Ghanaian Sweet foods
Etor is a popular dish in south Ghana, prepared with plantain and/or with yam boiled and mashed, and mixed with palm oil. Groundnuts (peanuts) and eggs are used to garnish the dish.
There are many sweet local foods which have been marginalized due to their low demand and long preparation process. Ghanaian sweet foods (or confectionery) may be fried, barbecued, boiled, roasted, baked or steamed.
Fried sweet foods include cubed and spiced ripe plantain (kelewele) sometimes served with peanuts.

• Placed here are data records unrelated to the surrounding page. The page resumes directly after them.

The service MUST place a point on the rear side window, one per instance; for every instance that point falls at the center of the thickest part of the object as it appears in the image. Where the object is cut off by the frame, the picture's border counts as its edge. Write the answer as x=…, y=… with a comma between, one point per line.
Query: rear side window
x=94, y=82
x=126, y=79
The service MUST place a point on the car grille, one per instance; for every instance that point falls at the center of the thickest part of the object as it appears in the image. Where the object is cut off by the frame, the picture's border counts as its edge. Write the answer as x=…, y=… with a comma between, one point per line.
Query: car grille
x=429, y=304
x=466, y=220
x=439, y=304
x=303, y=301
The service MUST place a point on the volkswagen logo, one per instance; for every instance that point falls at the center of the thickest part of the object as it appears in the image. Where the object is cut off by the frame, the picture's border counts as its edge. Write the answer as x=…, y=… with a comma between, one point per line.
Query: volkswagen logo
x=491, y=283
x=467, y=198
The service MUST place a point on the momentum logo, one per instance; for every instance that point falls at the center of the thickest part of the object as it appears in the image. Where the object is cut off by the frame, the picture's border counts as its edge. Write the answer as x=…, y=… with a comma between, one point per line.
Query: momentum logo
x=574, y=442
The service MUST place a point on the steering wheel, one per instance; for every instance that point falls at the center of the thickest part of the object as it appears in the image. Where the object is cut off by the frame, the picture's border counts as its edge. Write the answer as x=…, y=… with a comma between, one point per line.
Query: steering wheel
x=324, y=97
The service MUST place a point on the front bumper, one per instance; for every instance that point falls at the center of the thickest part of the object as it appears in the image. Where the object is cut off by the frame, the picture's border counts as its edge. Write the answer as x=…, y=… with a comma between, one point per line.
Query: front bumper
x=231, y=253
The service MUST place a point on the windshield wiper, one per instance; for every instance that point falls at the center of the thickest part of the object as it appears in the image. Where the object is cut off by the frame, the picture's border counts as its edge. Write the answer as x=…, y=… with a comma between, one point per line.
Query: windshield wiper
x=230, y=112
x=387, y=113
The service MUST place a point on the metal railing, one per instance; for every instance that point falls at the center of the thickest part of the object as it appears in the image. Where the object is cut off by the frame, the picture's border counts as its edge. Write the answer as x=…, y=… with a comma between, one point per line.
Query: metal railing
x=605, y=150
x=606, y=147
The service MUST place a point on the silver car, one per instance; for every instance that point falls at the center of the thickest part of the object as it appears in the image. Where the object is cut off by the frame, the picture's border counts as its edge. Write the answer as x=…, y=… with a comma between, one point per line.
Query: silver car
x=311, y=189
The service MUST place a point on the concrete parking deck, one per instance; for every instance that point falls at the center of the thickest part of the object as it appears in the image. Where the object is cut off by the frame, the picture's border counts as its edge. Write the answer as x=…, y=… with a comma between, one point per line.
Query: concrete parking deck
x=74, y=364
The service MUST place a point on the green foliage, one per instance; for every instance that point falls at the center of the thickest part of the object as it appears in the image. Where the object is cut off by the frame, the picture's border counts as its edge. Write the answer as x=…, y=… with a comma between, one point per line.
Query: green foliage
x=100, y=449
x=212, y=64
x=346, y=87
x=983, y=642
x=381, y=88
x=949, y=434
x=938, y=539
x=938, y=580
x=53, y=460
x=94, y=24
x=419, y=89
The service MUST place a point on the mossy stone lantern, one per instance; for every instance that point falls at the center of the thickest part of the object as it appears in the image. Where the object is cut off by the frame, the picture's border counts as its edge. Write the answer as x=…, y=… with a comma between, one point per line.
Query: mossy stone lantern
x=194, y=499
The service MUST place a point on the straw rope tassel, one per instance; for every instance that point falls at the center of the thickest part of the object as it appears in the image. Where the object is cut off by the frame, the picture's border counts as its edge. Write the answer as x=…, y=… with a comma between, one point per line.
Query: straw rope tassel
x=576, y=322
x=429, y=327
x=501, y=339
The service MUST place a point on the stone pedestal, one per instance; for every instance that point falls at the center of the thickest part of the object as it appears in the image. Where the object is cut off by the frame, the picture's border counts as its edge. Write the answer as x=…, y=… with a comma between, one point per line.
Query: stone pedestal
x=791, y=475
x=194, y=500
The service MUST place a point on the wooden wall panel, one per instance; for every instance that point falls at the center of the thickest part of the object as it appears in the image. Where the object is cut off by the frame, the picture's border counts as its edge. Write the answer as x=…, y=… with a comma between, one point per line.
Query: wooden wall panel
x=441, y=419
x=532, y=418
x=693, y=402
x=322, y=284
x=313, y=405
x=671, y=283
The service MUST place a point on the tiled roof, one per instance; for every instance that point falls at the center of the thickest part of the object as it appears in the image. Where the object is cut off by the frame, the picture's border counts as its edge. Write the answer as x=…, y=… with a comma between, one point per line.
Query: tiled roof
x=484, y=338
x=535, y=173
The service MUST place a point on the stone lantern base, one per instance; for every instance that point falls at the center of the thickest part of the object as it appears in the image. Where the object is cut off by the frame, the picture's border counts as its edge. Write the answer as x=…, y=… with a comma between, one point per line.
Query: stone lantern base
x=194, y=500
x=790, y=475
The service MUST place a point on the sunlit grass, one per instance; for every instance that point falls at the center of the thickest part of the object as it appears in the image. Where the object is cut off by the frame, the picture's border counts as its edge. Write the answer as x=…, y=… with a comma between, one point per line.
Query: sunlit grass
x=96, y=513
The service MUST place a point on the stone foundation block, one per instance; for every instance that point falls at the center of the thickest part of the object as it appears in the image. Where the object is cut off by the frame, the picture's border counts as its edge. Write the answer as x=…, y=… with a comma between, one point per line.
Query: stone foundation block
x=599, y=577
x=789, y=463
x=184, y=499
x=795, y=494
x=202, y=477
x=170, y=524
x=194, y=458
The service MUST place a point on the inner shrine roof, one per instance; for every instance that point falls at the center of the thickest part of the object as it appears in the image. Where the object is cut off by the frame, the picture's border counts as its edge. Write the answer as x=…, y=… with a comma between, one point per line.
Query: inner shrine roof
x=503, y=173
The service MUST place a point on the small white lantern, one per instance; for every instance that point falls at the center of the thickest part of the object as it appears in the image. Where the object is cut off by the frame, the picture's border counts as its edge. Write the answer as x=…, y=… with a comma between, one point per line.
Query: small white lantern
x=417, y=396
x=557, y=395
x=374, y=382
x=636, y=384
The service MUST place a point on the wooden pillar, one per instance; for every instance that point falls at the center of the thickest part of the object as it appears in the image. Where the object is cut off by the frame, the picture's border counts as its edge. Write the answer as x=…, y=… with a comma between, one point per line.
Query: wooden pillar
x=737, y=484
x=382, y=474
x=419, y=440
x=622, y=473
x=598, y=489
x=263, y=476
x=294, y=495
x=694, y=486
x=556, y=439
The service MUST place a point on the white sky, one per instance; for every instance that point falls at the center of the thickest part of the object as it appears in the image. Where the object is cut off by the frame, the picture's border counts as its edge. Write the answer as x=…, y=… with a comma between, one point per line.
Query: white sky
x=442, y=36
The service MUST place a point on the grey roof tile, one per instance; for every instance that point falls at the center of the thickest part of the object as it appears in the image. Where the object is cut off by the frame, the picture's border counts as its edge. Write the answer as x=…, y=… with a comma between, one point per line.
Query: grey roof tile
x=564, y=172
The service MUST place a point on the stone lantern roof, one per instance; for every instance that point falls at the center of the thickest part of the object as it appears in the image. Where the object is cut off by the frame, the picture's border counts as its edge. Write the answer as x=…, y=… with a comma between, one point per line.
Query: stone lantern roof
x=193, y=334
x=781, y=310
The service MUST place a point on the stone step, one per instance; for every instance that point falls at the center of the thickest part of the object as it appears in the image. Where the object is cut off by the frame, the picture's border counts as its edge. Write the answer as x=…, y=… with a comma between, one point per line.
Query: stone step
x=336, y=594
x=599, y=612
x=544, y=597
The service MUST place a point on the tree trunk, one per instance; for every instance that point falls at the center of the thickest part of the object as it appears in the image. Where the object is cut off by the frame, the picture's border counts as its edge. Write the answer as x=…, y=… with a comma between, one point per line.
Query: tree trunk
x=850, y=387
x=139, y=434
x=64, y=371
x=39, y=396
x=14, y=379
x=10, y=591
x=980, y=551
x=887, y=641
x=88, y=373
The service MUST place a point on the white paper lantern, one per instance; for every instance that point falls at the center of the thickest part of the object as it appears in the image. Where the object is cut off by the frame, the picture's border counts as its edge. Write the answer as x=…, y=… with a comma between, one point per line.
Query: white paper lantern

Koose made from peeled beans (and its close twin Acarajé or akara made from beans which is not peeled), maasa, pinkaaso, and bofrot/puff-puff(made from wheat flour); kuli-kuli, dzowey and nkate cake (made from peanuts); kaklo and tatale (ripe plantain fritters); kube cake and kube toffee (made from coconut); bankye krakro, gari biscuit, and krakye ayuosu (made from cassava); condensed milk, toffee, plantain chips (or fried plantain)and wagashi(fried farmer’s cheese) are fried Ghanaian savory foods (confectionery).
Kebabs are popular barbecues and can be made from beef, goat, pork, soy flour, sausages and guinea fowl. Other roasted savoury foods include roasted plantain, maize, yam and cocoyam.Steamed fresh maize, Yakeyake, Kafa, Akyeke, tubani, moimoi (bean cake), emo dokonu (rice cake) and esikyire dokonu (sweetened kenkey) are all examples of steamed and boiled foods whilst sweet bread, (plantain cake), and meat pie similar to Jamaican patties and empanadas are baked savoury foods. Aprapransa, eto (mashed yam) and atadwe milk (tiger nut juice) are other savory foods. Gari soakings is a modern favorite. It is a blend of gari (dried, roasted cassava), sugar, groundnut (peanut) and milk.